Up to a certain point we can understand the reasons which have guided the various tribes of mankind in the selection of their various alphabets; ease of utterance to the speaker, combined with distinctness of effect to the hearer, have been undoubtedly among the principal of the selecting We may fairly connect with the close uniformity of men's organs of speech all over the world, the general similarity which prevails in the phonetic systems of the most different languages, and which gives us the power of roughly writing down so large a proportion of any one language by means of an alphabet intended for any other.

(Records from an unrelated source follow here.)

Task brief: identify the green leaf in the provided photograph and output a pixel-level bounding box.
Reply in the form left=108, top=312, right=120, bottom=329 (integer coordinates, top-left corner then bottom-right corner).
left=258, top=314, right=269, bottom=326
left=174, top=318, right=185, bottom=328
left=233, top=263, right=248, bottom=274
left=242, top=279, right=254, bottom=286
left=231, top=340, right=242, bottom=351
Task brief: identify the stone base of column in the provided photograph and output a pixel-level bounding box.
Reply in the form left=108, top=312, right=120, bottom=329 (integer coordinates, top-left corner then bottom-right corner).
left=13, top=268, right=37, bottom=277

But while

causes.

we thus account by physical similarity for the existence of a kind of natural alphabet common to mankind, we must look to other causes to determine the selection of sounds used in different languages, and to account for those remarkable courses of change which go on in languages of a common stock, producing in Europe such variations of one original word as pater, father, vater, or in the islands of Polynesia offering us the numeral 5 under the strangely-varied forms of lima, rima, dima, nima, and hima. Changes of this sort have acted so widely and regularly, that since the enunciation of Grimm's law their study has become a main part of philology. Though their causes are as yet so obscure, we may at least argue that such wide and definite operations cannot be due to chance or arbitrary fancy, but must be the result of laws as wide and definite as themselves.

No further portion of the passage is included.